An article published in Reason heavily questions the way Prause framed her claims of sexual harassment. Interviewed for that article, “UCLA law professor Eugene Volokh, a First Amendment specialist, questions Prause’s ‘novel and pretty dangerous’ definition of sexual harassment.” In the context of her complaint, it reads as if all criticism of her scientific work has been reconstructed as an attack on her as “a female scientist.”

But the second lawsuit moves well beyond an academic dispute.

The founder of NoFap.com, Alexander Rhodes, states in his lawsuit that he was caught in the crosshairs after he was featured in a July 6, 2016, New York Times article called “Internet Porn Nearly Ruined His Life. Now He Wants To Help.” Two days after publication, Prause and a colleague, Dr. David Ley, appear to ridicule Rhodes on Twitter and, in a now-deleted tweet, Prause described Rhodes as a “neckbeard.”

Rhodes’ statement of claim says the harassment escalated two years after this event when he alleges Prause began publicly accusing him of stalking and threatening her – an allegation which he denies. In an affidavit Rhodes states “I would never willingly subject myself to unnecessary communication with Dr. Prause.”

Prause has also publicly alleged that she filed FBI complaints against both Rhodes and Gary Wilson but in both cases, an FOI filed by the accused failed to produce any evidence of the reports. On the other hand, Wilson has posted evidence on his website that he filed a complaint against Prause after speaking with an FBI agent in December 2018.
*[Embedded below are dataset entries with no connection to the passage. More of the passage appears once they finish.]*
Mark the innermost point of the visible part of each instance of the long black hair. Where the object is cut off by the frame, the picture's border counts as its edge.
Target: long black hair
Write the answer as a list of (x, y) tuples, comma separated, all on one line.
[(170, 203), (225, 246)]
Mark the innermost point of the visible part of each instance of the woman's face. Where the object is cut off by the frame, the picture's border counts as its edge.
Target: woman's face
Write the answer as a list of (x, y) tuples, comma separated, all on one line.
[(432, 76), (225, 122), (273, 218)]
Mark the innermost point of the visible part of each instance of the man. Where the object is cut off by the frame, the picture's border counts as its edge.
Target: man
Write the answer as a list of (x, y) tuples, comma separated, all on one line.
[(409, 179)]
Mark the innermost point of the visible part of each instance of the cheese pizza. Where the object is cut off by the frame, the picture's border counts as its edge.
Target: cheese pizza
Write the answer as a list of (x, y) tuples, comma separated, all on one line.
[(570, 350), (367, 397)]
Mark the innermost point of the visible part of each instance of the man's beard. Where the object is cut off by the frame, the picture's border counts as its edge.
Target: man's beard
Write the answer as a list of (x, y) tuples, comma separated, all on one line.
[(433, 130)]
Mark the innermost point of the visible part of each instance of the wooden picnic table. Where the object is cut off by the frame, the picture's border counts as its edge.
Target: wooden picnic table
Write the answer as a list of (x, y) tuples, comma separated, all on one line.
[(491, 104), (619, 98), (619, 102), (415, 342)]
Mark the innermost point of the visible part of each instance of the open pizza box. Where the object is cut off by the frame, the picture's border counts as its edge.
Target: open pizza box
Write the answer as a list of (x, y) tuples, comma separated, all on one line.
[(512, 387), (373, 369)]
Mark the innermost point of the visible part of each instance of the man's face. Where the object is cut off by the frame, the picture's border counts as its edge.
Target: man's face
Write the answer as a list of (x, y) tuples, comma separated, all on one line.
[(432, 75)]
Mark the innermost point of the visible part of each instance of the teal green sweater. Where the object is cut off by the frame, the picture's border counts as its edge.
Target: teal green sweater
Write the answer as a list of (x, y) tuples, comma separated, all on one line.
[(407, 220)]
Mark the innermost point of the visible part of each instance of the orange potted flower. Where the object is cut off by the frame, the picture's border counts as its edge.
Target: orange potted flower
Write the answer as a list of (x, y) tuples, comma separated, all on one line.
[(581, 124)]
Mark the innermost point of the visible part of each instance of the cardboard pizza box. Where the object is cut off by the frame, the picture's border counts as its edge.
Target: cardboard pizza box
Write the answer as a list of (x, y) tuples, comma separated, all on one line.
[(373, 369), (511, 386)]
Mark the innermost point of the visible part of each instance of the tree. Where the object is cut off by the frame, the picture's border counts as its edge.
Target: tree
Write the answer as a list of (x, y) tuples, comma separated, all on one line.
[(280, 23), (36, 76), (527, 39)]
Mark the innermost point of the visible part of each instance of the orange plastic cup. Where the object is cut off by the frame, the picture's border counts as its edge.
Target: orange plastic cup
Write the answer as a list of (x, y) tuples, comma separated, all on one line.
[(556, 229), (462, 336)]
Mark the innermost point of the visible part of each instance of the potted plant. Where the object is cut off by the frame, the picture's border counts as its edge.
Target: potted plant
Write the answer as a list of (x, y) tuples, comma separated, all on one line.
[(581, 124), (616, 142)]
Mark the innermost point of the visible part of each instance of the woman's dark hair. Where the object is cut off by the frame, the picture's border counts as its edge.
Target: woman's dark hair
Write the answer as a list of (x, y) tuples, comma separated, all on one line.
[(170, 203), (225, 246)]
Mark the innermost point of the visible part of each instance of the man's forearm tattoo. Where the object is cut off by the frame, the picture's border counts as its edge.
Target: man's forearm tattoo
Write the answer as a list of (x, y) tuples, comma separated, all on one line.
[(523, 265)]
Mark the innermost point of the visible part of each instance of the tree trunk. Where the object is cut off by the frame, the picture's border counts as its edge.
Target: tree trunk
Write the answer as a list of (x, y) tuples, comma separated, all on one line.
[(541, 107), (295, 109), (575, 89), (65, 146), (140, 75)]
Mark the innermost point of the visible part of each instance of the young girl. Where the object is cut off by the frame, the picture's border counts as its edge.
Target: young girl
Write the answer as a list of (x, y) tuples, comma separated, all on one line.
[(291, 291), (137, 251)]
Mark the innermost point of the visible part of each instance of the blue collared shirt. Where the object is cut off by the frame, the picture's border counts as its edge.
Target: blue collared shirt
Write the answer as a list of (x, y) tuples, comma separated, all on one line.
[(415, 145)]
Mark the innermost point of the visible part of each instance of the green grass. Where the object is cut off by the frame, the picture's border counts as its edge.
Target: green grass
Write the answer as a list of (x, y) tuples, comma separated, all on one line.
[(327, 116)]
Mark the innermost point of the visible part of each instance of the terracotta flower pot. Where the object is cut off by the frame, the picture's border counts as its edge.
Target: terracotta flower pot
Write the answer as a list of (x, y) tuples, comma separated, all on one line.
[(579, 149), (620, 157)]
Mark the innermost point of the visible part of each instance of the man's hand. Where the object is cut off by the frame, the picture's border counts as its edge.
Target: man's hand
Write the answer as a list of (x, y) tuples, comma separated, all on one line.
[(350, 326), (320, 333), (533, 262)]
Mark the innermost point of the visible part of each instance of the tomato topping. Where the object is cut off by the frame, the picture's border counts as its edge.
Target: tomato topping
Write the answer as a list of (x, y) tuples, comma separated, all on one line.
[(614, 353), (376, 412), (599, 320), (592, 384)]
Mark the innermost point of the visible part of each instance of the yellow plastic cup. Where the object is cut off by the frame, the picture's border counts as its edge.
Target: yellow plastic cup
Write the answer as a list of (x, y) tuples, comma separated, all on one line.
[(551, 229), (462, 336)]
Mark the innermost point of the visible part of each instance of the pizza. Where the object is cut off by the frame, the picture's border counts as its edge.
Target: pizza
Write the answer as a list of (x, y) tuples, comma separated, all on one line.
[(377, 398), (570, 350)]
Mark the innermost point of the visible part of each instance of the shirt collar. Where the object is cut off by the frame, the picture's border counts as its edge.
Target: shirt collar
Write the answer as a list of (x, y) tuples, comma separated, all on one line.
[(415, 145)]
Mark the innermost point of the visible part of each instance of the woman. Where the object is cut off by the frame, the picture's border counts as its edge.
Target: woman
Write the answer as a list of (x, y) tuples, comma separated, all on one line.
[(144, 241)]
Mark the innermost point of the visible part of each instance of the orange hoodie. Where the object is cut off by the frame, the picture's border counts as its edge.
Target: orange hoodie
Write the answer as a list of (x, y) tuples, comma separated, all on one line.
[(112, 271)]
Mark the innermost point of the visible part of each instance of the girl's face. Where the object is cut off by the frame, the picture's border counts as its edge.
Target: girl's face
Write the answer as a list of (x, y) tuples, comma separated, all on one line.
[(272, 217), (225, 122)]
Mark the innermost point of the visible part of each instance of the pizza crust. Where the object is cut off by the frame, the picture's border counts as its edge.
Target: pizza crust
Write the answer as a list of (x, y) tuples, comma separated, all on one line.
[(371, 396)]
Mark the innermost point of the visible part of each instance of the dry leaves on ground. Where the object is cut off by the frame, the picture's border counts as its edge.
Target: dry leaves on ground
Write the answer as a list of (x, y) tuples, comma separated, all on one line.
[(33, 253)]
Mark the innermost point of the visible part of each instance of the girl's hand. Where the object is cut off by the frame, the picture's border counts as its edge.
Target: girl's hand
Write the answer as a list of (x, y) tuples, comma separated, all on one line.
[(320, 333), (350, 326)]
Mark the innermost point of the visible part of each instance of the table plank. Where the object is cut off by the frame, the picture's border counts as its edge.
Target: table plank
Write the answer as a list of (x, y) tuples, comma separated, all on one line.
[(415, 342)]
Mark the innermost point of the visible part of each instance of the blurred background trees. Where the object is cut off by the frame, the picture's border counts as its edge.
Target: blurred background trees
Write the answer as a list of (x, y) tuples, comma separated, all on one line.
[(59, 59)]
The legal system is still struggling to determine where free speech crosses the line into actionable defamation in online disputes. The question of who “started it” can lead to an endless rabbit hole in which all involved are accused of “sock puppetry” (creating multiple fake usernames) and online mobbing. Most certainly, things have gone too far when employers are being contacted, lawsuits are being filed in court, and it starts to involve the FBI.

Dr. Prause recently tweeted that she reported a fundraiser aimed at helping Rhodes raise money for his legal bills. Prause alleges, despite the existence of the lawsuit, that this fundraiser is fraudulent.

While Rhodes’ personal Twitter account has been set to private, the NoFap account tweeted their astonishment over these events saying “This is like the alcohol industry trying to take down Alcoholics Anonymous.”

Rhodes’ lawyer Andrew Stebbins provided The Post Millennial with the following statement:

“Mr. Rhodes is and always has been an eager and willing participant in the provocative debate surrounding pornography addiction, and is openly receptive of honest and fair criticism of his work, views, and opinions. He will not, however, tolerate malicious personal attacks from those who seek to discredit, disparage and otherwise injure him through false statements designed to assassinate his character and reputation. This case is brought solely in response, and properly limited in scope, to such attacks.”

In a recent Vice article, Prause is quoted saying “”Alexander Rhodes and NoFap’s lawsuit has no merit nor do his libelous and unfounded assertions regarding me, my character, or my business,” adding that Rhodes is “entitled to his opinions, however he is not entitled to spread complete falsehoods about me to profit himself and silence speech.”

The author of the same Vice article then goes on to call NoFap’s principles “slippery,” and attempts to link Rhodes to white supremacists by citing an April 2016 interview with Gavin McInnes, founder of the Proud Boys, despite that group being founded many months later. Ironically, McInnes was a co-founder of Vice and thus has a much stronger connection to their own publication than to Alexander Rhodes or NoFap.

And, in a way, that leads us back to the original question: To fap or not to fap?

For the thousands of people, both men and women, who are asking themselves that very question, it is doubtful that mockery and insults from pornography supportive researchers will stop them from visiting the websites, like NoFap and Your Brain On Porn, who take their concerns more seriously.

The academic battle over whether or not their problem is technically an addiction is less important to them then getting help to change a habit they feel is destroying their lives.